By Lisa Senecal
In October of 2020, my mother was impatient. It was both out of character for her and entirely within reason. She had already cast her ballot, but her Biden/Harris 2020 yard sign had yet to arrive. Beyond voting, she needed to make her support known publicly. For her, the urgency was about more than knowing we were in the final days of an election she cared deeply about; she was also in her final days.
Her yard sign did arrive, and she made her political voice heard one last time after a lifetime of public service and political participation. She died four years ago today, just five days before the election and two decades before her family or anyone who knew her had imagined. Joan Senecal, my mom, was someone who did the right thing, which included taking care of herself. But pancreatic cancer paid that no mind, and she died surrounded by love and being cared for at home by me and my two sisters, and my dad, her adoring husband of 56 years.

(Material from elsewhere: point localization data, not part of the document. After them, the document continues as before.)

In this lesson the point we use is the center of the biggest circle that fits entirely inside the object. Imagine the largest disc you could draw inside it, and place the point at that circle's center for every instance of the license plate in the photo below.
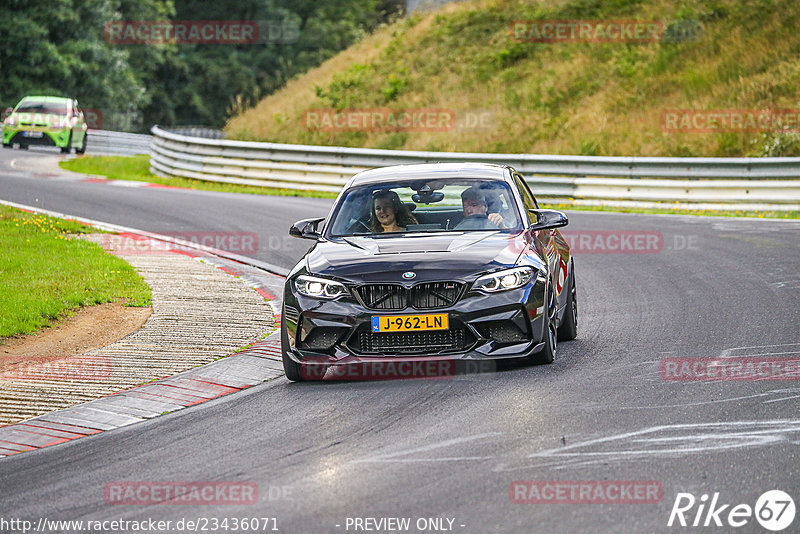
(406, 323)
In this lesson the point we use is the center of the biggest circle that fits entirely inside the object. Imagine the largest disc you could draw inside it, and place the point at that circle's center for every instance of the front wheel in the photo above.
(569, 327)
(66, 149)
(82, 149)
(548, 353)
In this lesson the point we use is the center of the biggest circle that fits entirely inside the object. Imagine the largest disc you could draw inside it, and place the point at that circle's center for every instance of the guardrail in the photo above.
(105, 142)
(762, 182)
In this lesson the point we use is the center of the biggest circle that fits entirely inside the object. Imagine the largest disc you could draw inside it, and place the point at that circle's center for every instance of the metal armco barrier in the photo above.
(117, 143)
(764, 182)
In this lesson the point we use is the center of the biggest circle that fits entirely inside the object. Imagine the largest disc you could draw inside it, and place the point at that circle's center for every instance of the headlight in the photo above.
(320, 288)
(503, 280)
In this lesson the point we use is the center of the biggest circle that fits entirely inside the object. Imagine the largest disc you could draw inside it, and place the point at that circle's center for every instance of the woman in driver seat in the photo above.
(389, 214)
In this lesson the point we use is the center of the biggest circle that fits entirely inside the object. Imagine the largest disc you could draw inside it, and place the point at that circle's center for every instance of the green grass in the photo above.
(137, 168)
(45, 275)
(587, 98)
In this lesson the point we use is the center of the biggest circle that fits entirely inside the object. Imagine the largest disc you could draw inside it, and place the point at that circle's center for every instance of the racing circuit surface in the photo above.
(321, 453)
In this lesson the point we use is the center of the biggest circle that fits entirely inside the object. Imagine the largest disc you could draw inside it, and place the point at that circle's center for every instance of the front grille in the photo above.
(424, 296)
(382, 296)
(431, 295)
(291, 314)
(456, 339)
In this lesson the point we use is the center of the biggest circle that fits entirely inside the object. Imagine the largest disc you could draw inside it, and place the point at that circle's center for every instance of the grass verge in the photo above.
(44, 274)
(137, 168)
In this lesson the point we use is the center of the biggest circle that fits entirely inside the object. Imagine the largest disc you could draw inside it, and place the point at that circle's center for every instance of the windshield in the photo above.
(44, 108)
(441, 205)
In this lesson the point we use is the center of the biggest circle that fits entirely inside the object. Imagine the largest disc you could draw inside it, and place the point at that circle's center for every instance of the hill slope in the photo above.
(594, 98)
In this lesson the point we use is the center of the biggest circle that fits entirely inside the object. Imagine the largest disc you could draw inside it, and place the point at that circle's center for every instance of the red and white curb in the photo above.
(256, 364)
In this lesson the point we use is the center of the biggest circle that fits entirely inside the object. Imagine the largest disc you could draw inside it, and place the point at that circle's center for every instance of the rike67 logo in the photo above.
(774, 510)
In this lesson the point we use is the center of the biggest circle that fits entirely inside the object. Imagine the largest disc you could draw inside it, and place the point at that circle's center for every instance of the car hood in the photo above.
(43, 120)
(445, 256)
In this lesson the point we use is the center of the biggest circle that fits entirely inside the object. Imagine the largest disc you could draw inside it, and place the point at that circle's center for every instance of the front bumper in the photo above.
(49, 137)
(482, 327)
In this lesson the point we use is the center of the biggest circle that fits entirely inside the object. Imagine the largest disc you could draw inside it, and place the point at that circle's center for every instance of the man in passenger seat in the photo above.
(476, 216)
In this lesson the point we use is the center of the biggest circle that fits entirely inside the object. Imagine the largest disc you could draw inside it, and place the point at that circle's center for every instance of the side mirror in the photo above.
(306, 229)
(546, 219)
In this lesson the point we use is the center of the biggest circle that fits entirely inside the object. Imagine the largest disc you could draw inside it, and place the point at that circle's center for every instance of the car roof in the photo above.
(53, 99)
(487, 171)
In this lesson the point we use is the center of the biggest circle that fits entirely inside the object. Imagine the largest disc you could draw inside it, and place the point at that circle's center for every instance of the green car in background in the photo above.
(46, 121)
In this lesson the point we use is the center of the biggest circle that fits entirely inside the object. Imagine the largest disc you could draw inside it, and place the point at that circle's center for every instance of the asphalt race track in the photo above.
(322, 453)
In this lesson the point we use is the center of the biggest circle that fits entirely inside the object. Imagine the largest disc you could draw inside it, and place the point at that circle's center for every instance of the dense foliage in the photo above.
(59, 48)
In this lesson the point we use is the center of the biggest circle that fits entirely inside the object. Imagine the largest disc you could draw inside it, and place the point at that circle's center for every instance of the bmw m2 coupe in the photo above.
(429, 262)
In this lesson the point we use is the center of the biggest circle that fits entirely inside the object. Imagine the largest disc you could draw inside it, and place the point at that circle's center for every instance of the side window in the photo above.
(527, 197)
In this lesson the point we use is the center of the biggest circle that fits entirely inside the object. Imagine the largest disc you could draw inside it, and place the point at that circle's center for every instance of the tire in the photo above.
(66, 149)
(82, 149)
(290, 367)
(548, 353)
(569, 326)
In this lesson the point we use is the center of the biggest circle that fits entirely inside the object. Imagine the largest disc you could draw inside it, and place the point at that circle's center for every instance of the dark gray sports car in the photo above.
(422, 267)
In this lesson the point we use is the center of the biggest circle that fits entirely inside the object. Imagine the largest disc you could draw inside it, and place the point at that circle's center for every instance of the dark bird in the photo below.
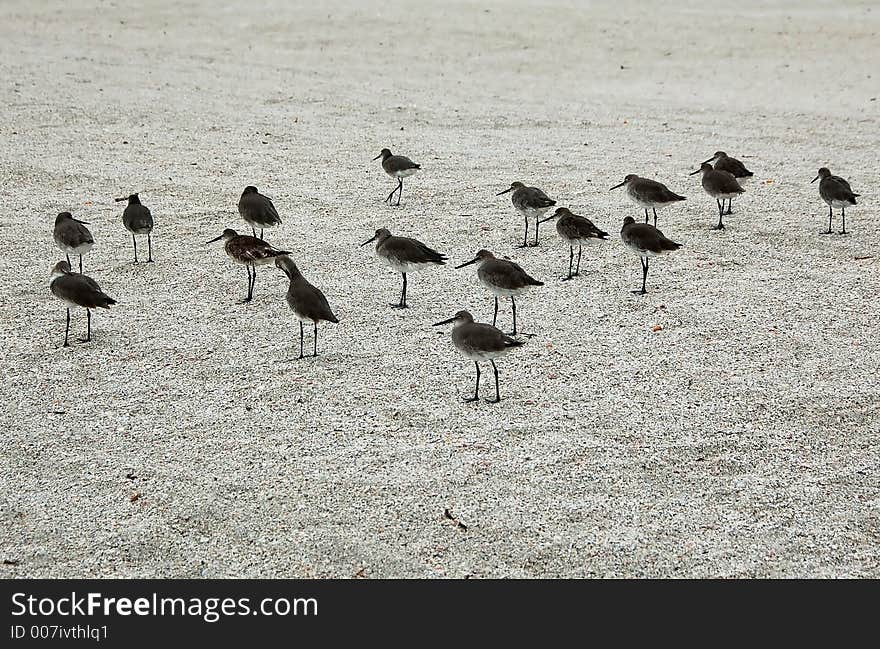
(531, 202)
(137, 219)
(77, 291)
(648, 194)
(257, 210)
(250, 252)
(575, 230)
(646, 241)
(398, 167)
(404, 255)
(477, 342)
(72, 236)
(836, 192)
(503, 278)
(307, 302)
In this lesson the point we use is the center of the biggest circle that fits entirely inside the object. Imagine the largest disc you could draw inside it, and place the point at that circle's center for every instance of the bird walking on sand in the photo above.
(250, 252)
(531, 202)
(307, 302)
(648, 194)
(503, 278)
(720, 185)
(137, 219)
(404, 255)
(258, 211)
(836, 192)
(575, 230)
(399, 167)
(646, 241)
(77, 291)
(477, 342)
(72, 236)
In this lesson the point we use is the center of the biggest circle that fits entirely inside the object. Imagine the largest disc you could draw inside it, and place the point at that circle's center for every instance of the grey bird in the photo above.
(531, 202)
(836, 192)
(398, 167)
(307, 302)
(249, 252)
(404, 255)
(72, 236)
(137, 219)
(575, 230)
(720, 185)
(646, 241)
(77, 291)
(503, 278)
(648, 194)
(257, 210)
(477, 342)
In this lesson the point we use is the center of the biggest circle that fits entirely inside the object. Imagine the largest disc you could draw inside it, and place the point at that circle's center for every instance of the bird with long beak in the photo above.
(249, 252)
(477, 342)
(503, 278)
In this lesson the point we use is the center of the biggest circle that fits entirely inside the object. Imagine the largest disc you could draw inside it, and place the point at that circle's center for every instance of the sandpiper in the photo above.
(250, 252)
(836, 192)
(257, 210)
(72, 236)
(575, 230)
(399, 167)
(77, 291)
(647, 193)
(646, 241)
(404, 255)
(503, 278)
(477, 341)
(307, 302)
(137, 219)
(530, 202)
(720, 185)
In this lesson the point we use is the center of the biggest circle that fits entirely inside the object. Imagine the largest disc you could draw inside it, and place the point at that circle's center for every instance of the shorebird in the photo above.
(575, 230)
(399, 167)
(250, 252)
(530, 202)
(307, 302)
(137, 219)
(647, 193)
(835, 191)
(646, 241)
(257, 210)
(477, 342)
(503, 278)
(404, 255)
(77, 291)
(72, 237)
(720, 185)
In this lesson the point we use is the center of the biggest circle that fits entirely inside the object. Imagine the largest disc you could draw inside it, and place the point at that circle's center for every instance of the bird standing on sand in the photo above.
(503, 278)
(646, 241)
(575, 230)
(257, 210)
(77, 291)
(477, 341)
(836, 192)
(137, 219)
(404, 255)
(72, 236)
(250, 252)
(307, 302)
(531, 202)
(399, 167)
(648, 194)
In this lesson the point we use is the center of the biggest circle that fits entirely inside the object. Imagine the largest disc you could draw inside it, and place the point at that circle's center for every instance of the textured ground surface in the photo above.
(185, 441)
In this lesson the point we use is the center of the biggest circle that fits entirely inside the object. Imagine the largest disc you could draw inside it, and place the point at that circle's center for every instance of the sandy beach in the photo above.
(723, 425)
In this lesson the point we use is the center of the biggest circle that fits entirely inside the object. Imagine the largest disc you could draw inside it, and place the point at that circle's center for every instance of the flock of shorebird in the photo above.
(722, 178)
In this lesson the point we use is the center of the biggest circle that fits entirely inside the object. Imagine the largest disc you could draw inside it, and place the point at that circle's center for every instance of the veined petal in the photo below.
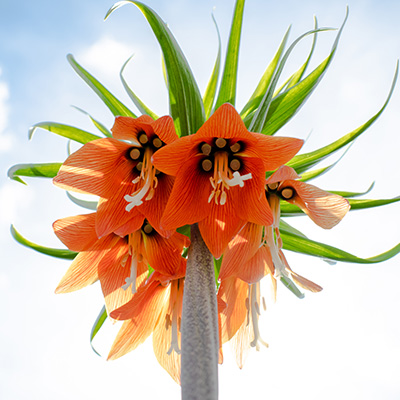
(220, 226)
(169, 159)
(127, 128)
(240, 250)
(324, 208)
(273, 150)
(144, 314)
(250, 201)
(188, 202)
(284, 172)
(257, 267)
(97, 168)
(233, 292)
(78, 233)
(164, 255)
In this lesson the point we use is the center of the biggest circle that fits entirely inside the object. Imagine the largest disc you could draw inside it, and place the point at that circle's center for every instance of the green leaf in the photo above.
(209, 95)
(265, 80)
(304, 161)
(260, 117)
(227, 90)
(67, 131)
(47, 170)
(59, 253)
(105, 131)
(97, 326)
(291, 286)
(303, 245)
(186, 104)
(90, 205)
(114, 105)
(138, 103)
(284, 106)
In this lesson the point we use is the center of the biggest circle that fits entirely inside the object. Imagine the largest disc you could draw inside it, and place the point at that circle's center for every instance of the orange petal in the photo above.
(169, 159)
(164, 255)
(257, 267)
(164, 128)
(127, 128)
(99, 167)
(273, 150)
(250, 201)
(284, 172)
(220, 226)
(78, 232)
(240, 249)
(324, 208)
(84, 269)
(142, 321)
(188, 202)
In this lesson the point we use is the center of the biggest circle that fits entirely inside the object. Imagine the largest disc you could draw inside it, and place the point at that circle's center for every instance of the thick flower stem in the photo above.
(199, 376)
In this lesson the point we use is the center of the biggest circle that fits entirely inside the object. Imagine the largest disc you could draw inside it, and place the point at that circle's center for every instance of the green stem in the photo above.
(200, 347)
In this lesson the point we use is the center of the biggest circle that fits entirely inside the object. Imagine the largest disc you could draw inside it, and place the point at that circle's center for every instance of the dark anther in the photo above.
(143, 139)
(235, 147)
(235, 164)
(157, 143)
(134, 153)
(220, 143)
(206, 164)
(206, 149)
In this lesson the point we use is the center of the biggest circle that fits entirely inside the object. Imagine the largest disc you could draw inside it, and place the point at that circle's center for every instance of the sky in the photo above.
(340, 343)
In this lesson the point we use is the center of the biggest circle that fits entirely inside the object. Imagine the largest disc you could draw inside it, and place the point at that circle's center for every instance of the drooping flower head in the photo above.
(119, 263)
(220, 177)
(119, 170)
(156, 308)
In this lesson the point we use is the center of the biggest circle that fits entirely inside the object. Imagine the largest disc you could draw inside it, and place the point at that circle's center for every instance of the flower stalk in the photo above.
(200, 345)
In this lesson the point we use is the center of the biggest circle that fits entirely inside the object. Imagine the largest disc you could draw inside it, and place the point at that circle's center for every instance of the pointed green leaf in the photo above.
(227, 90)
(284, 106)
(113, 104)
(291, 286)
(105, 131)
(97, 326)
(59, 253)
(90, 205)
(67, 131)
(209, 95)
(186, 104)
(260, 117)
(303, 245)
(138, 103)
(304, 161)
(47, 170)
(265, 80)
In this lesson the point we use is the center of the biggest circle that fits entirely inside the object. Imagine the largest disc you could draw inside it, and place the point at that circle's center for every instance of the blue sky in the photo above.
(340, 343)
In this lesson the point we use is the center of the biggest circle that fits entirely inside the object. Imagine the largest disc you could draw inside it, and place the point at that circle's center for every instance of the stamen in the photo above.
(134, 153)
(273, 186)
(235, 164)
(235, 148)
(220, 143)
(206, 149)
(157, 143)
(143, 139)
(287, 193)
(206, 164)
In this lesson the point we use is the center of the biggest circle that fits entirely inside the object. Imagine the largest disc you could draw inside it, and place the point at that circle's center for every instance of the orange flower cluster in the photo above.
(150, 183)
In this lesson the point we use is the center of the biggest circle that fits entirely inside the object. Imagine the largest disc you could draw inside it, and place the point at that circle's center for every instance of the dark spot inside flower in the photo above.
(206, 165)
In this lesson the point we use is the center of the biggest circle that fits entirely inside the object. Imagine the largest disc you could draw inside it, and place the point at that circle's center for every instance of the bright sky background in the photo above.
(341, 343)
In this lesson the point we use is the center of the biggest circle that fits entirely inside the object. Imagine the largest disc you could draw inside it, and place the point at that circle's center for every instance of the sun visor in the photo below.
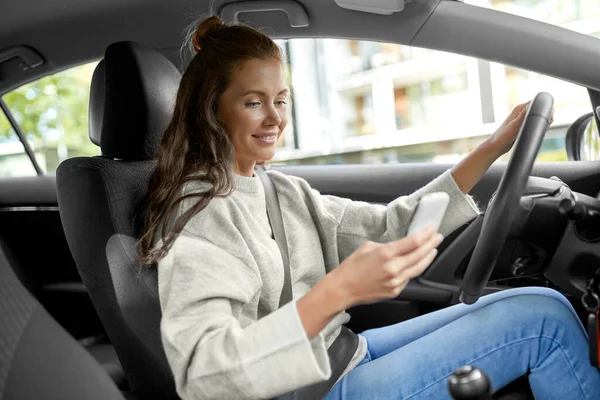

I’ll admit this piece is self-serving. I want to honor my mother. She has been in my thoughts constantly this past month as I find myself, again, working long hours for a pro-democracy organization, alternating between anxiety and hope. Talking politics with my mom in the final month of her life was nothing new. It’s what my family has done from my earliest memories. What was different was being deeply afraid for our country and hearing my mother express that same fear, not for herself but for the country her daughters and grandchildren would inhabit. In her final days, it was a relief to tell her confidently that Trump would lose, and her family would be okay. I believe that today, but it will take decades of work and progress for my pre-Trump confidence in our democratic system to be restored. My mom would have been more optimistic. Optimism was her default setting, and she returned to it in a way I envied and admired.
A largely overlooked policy proposal by Kamala Harris would have filled her with optimism and has made her even more present to me these past weeks – the ability to use Medicare benefits to cover long-term home health care. I get it. It's not the sexiest of subjects, and most of us don't want to think about this policy's need. It feels like focusing on loss. I assure you, it is not. The time that my father and sisters had caring for my mother at home with the support of Hospice visits was a gift—my mom’s time at home needing around-the-clock care was measured in weeks, not years. But too many Americans find themselves without options when long-term care is needed, needlessly trading their home for a nursing home. Often, care could be provided at home – if there were a program to cover the costs.
My mother worked for Vermont’s Department of Disabilities, Aging and Independent Living (DAIL) from 1995-2010, serving as the Commissioner from 2007-2010. The dedication in an annual report released by her former department in 2021 reads: “Her dedication to serving her community and protecting vulnerable Vermonters is an example to us all.” Indeed, it is.
She had many reasons to be proud of the progress that she and her team at DAIL achieved, but nothing had been more challenging or rewarding than establishing Vermont’s “Choices for Care” program. Choices for Care is the first-in-the-nation program that enables Medicaid-eligible Vermonters who are age 18 years old and over and need nursing home-level care to choose where they will receive that care: “in their home, in their family’s home, an Adult Family Care home, Enhanced Residential Care or nursing facility.” This program has served as a national model for other states and is the Medicaid version of Harris’s Medicare proposal.
Every new height that we reach comes by standing on the shoulders of those who came before us. We don’t always get to see the fruits of our labor, but that makes the work no less valuable. I like to think that someone in Harris’s policy shop was aware of the Choices for Care program – either in Vermont or in another state that was inspired by the program that meant so much to my mother. Perhaps that knowledge was a spark that led to Harris’s Medicare home care proposal.
Choices for Care and Harris’s proposal are fundamentally American. They can provide dignity and the freedom to choose how we live our lives. Choices that are not limited by financial resources. Options that do not force families to choose between caring for family members and providing for their families. My mother instilled in her family the incalculable value of choice and the essential nature of service and participation. She knew democracy was not a spectator sport and that progress wasn't other people's work. She would be so proud to support Kamala and the strength, smarts, and compassion she embodies – the very same qualities that make me proud every day to be Joan Senecal’s daughter.